Une fête ludique et maligne
Le labyrinthe de l’ancienne chocolaterie du 108 rue de Bourgogne, lieu municipal dédié à l’expérimentation culturelle, fourmillait de micro-ateliers, expositions, installations, sprints et « airhackatons ». On pouvait croiser dans les couloirs le Fanfaronic Caddie du Blixlab, des enfants pris d’une Gambiarra-mania de démontage de vieilles machines, à l’initiative de la Recyclerie AAA et du Café des Enfants, les participants sortant de l’atelier de création de monnaie locale Agglor ou encore le Laboratoire d’études sampliques.
Le Fanfaronic Caddie du Blixlab:
Les contes de la Silicon Valley
Olivier Morvan, de retour de la Silicon Valley, proposait une exposition labyrinthe, La Maison tentaculaire, inspirée de la maison Winchester construite à la fin du 19ème siècle par Sarah Winchester, héritière de la Winchester Repeating Arms Company, afin d’héberger les âmes errantes des morts par balle de la conquête de l’Ouest.

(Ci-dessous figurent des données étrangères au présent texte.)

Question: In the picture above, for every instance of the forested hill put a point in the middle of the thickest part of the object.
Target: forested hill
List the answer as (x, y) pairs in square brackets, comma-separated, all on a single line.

Cette bâtisse labyrinthique construite sans architecte ni plan durant quatre décennies est aujourd’hui un passage touristique obligé de la Silicon Valley. L’occasion pour l’artiste de développer, entre documentaire et fiction, un projet protéiforme qui traverse le siècle et nous parle (entre autres) de fantômes, de labyrinthes, de colonisation, d’entertainment et de notre rapport aux nouvelles technologies. Un projet qui sera exposé à l’Eternal Gallery de Tours à partir du 9 juin.
La maison Winchester au milieu de la Silicon Valley:
Perspective résolument verte
La conférence de l’après-midi n’hésitait pas à s’étaler sur 4 heures avec un programme dense, introduit par Julien Bellanger de Ping comme résolument « phyto-perspectiviste ». Après avoir présenté la plateforme de coopération Artlabo et le programme 1.camp, un focus particulier a été fait sur les résidences d’artistes que l’auteur de ces lignes a organisées en avril à la Station biologique de Roscoff, un laboratoire universitaire de recherche en biologie marine.
Résidence à la Station biologique de Roscoff (bande-annonce) :
Robertina Šebjanič, bioartiste et artiste sonore de Slovénie, tout juste récompensée d’une mention honoraire Ars Electronica dans la catégorie « arts interactifs » pour son projet Aurelia 1+Hz : proto viva sonification, présentait ses travaux en résidence à Roscoff. Elle développait notamment les possibilités de construire des « jardins chimiques » évoquant les origines de la vie et comment son projet avait pu intéresser le département astrobiologie de la Nasa.
On a écouté avec plaisir Isabelle Carlier sur son expérience écosexuelle au Earth Lab de Santa Cruz (dont elle nous avait parlé dans Makery) et Chloé Lequette sur ses expériences en design et biomimétisme et sa participation à POC21 (dont nous vous avions largement parlé) avec le projet Nautile de ses amis Guillian Graves et Michka Mélo.
Robertina Šebjanič et Jérémie Bordelot ont également présenté les résultats d’une semaine d’atelier de fabrication de sphères d’écosystèmes clos à l’Atelier du coin. Ces sphères hermétiques sont censées maintenir à l’infini des écosystèmes. Les deux biohackers souhaitent en construire une série et les monitorer par capteurs électroniques pour suivre leur évolution à distance.
En soirée, la Fête01 prenait un clair tournant expérimental et festif, avec le live subaquatique de Šebjanič, la poésie sonore informatique et engagée de B2lNgr et Olivier Baudu, les drones hypnotiques de Simon Deterne et les sets bruts de dance-floor de Extra-Tourist ou DJ Souplesse.
Un rendez-vous toujours aussi convivial et chafouin organisé par ces historiques du hacking et du making bien ancrés dans leur capitale du Val-de-Loire.